The man replies, “No, but I can direct you to a real Italian restaurant.”
You can never really eat the same meal twice—every time you prepare a certain dish, there will be some slight difference in its quality, whether in how long you take to prepare it or the measurements you use or even the ingredients themselves. Unless you’re meticulous with your cooking methods, chances are that the meal you eat today will be just a little different the next time you prepare it.
It’s easy, then, to imagine how the same is true when it comes to preparing food from different countries around the world. With such a wide range of dishes, and an even wider range of ingredients needed to prepare them, it’s virtually impossible for the average person to accurately recreate many dishes from the comfort of home, particularly when it comes to more “exotic” meals—a person in the U.S. would be hard pressed to find the main ingredient for khash, a traditional Middle Eastern dish made from a cow’s feet and head, or find someone who sells balut, a common Filipino street food prepared by boiling a duck embryo alive and eating it in the eggshell.

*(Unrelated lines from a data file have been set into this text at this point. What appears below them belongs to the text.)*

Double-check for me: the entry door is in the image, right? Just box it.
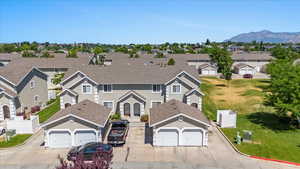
[75,130,97,146]
[3,105,10,119]
[49,131,72,148]
[124,103,130,116]
[181,129,203,146]
[156,129,178,146]
[133,103,141,116]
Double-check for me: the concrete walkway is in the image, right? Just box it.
[0,127,297,169]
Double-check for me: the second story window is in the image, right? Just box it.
[82,84,92,94]
[152,84,161,93]
[172,84,181,94]
[30,80,35,89]
[103,101,113,109]
[103,84,112,93]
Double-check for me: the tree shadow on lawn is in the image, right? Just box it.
[247,112,295,131]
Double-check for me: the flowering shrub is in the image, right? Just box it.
[56,152,113,169]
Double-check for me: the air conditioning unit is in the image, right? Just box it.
[217,110,237,128]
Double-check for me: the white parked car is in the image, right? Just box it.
[0,126,5,136]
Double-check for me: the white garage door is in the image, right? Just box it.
[202,70,209,75]
[75,130,97,145]
[156,129,178,146]
[49,131,72,148]
[209,70,216,75]
[181,129,203,146]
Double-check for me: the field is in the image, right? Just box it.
[201,78,300,162]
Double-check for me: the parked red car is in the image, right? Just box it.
[243,74,253,79]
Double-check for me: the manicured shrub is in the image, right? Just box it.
[31,106,41,113]
[141,114,149,123]
[56,152,113,169]
[168,58,175,65]
[110,113,121,120]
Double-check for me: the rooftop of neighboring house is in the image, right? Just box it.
[0,84,17,97]
[0,52,272,84]
[150,99,210,125]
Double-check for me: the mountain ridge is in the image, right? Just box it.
[225,30,300,43]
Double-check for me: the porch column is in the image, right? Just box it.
[140,103,145,115]
[186,96,191,105]
[0,104,4,120]
[166,86,169,102]
[72,97,76,105]
[198,96,202,111]
[59,96,65,109]
[9,100,16,118]
[94,86,99,104]
[119,102,124,117]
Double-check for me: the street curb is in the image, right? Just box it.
[216,125,300,166]
[250,156,300,166]
[0,128,41,151]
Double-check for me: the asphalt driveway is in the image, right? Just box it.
[0,127,297,169]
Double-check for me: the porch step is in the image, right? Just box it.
[129,122,145,127]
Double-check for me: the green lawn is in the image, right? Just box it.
[201,79,300,162]
[38,98,60,123]
[0,134,32,148]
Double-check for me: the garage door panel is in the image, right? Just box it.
[156,129,178,146]
[49,131,72,148]
[75,130,97,145]
[181,129,203,146]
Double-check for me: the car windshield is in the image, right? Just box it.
[112,123,126,127]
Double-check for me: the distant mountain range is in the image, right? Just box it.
[226,30,300,43]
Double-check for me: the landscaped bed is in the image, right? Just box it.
[38,98,60,123]
[0,134,32,148]
[201,78,300,162]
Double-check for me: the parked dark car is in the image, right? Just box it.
[107,120,129,145]
[243,74,253,79]
[0,127,6,136]
[67,142,113,161]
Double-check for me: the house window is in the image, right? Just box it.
[191,103,198,108]
[151,101,161,107]
[152,84,161,93]
[30,80,35,89]
[103,101,113,109]
[33,95,39,103]
[172,84,181,93]
[82,84,92,94]
[103,84,112,93]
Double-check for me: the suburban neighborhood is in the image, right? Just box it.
[0,0,300,169]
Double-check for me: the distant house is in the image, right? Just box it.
[234,63,256,75]
[0,65,48,120]
[199,63,218,76]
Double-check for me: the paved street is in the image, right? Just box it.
[0,127,297,169]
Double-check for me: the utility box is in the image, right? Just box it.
[243,130,252,142]
[217,110,237,128]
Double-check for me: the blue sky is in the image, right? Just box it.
[0,0,300,44]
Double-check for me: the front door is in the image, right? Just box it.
[124,103,130,116]
[133,103,141,116]
[3,105,10,119]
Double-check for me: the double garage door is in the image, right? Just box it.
[201,69,217,75]
[156,128,203,146]
[49,130,97,148]
[240,68,254,75]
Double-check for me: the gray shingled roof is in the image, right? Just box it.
[64,63,198,84]
[45,100,111,126]
[0,84,17,97]
[232,52,273,61]
[150,99,209,126]
[234,63,254,69]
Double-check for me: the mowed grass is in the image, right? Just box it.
[0,134,32,148]
[201,78,300,162]
[38,98,60,123]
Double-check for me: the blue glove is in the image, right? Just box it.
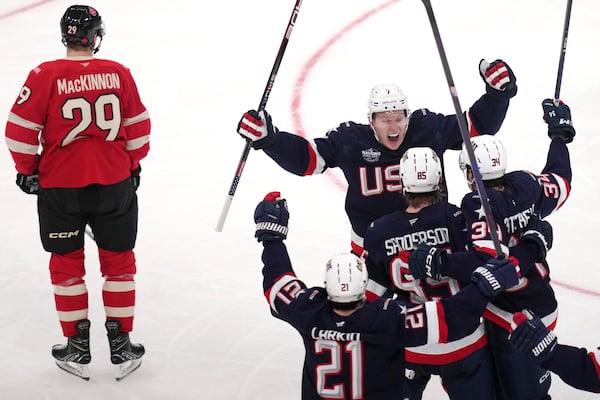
[16,171,40,194]
[479,59,517,99]
[254,192,290,242]
[520,213,554,262]
[508,310,558,364]
[408,244,446,281]
[237,110,279,150]
[471,257,520,299]
[542,99,575,143]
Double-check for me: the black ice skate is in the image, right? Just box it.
[105,321,145,381]
[52,319,92,381]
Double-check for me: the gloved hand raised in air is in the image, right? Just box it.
[402,244,446,281]
[254,192,290,242]
[238,110,279,150]
[471,257,521,299]
[542,99,575,143]
[520,212,554,262]
[16,171,40,194]
[508,310,558,363]
[131,165,142,191]
[479,59,517,99]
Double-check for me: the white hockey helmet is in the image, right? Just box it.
[325,253,369,303]
[400,147,442,193]
[368,83,410,122]
[458,135,508,183]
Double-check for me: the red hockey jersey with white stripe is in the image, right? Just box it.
[5,57,150,188]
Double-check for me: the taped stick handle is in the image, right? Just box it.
[423,0,504,258]
[554,0,573,100]
[215,0,302,232]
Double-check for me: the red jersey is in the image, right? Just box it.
[5,56,150,188]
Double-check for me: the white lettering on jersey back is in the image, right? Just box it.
[384,228,450,256]
[310,327,360,342]
[504,204,535,234]
[56,72,121,95]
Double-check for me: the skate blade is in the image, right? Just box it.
[56,360,90,381]
[114,359,142,381]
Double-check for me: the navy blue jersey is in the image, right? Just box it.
[444,139,572,330]
[542,344,600,393]
[264,94,508,254]
[364,201,487,365]
[364,201,470,303]
[262,241,496,400]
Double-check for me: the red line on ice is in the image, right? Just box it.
[290,0,600,297]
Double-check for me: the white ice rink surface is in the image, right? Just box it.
[0,0,600,400]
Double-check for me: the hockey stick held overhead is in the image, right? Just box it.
[215,0,302,232]
[423,0,504,258]
[554,0,573,100]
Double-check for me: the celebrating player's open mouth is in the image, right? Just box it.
[371,110,410,150]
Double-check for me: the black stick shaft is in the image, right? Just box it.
[423,0,504,258]
[215,0,302,232]
[554,0,573,100]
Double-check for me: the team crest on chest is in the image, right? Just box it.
[362,147,381,162]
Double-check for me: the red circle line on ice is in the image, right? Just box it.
[290,0,600,297]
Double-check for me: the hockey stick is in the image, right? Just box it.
[85,225,96,240]
[215,0,302,232]
[423,0,504,258]
[554,0,573,100]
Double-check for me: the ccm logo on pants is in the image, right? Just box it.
[48,229,79,239]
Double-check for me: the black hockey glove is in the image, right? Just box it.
[542,99,575,143]
[479,59,517,99]
[131,165,142,191]
[254,192,290,242]
[508,310,558,364]
[16,171,40,194]
[238,110,279,150]
[471,257,520,299]
[408,244,446,281]
[520,213,554,262]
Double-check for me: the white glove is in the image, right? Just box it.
[479,59,517,98]
[237,110,279,150]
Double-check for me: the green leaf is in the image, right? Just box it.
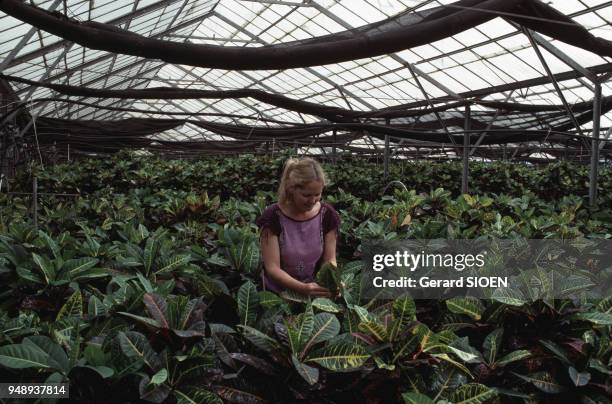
[0,344,52,369]
[450,383,497,404]
[302,313,340,357]
[117,331,160,370]
[280,289,310,303]
[149,369,168,386]
[402,392,433,404]
[388,296,416,341]
[312,297,342,313]
[16,266,46,284]
[448,337,482,363]
[79,365,115,379]
[358,321,388,342]
[512,372,567,394]
[87,295,108,318]
[143,237,159,275]
[38,230,62,259]
[22,335,70,374]
[431,353,473,378]
[55,290,83,321]
[174,387,223,404]
[482,328,504,365]
[142,293,170,329]
[446,296,484,320]
[237,281,259,325]
[568,366,591,387]
[495,349,531,366]
[257,290,285,308]
[230,352,276,376]
[315,262,340,294]
[491,288,527,307]
[291,355,319,386]
[287,303,314,354]
[62,257,100,279]
[238,325,280,352]
[117,311,161,328]
[574,312,612,325]
[213,386,266,404]
[540,339,572,365]
[32,253,55,284]
[306,344,370,372]
[589,358,612,376]
[154,255,191,275]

Ingredient inaccessibility is a problem many restaurant owners might face when they begin compiling their menus. So are the tastes of their customers, which may differ greatly from the tastes of people in their home country. These two factors are a significant reason that an ethnic dish in the U.S. might be totally unrecognizable when compared to the same dish in its country of origin.
It’s no mystery that you’re more far likely to get an authentic dish at an immigrant-owned restaurant than at a chain restaurant dedicated to selling supposed “ethnic” food. Still, restaurants like Taco Bell, Olive Garden, and P.F. Chang’s remain ever popular among Americans. What do these establishments do that make them favorites, even in situations where authentic cuisine is an option?
While it’s impossible to compare the menus of chain restaurants to every supposedly authentic restaurant in New York City, it is possible to get an idea of what some broad differences might be between a national chain restaurant and a small, local restaurant.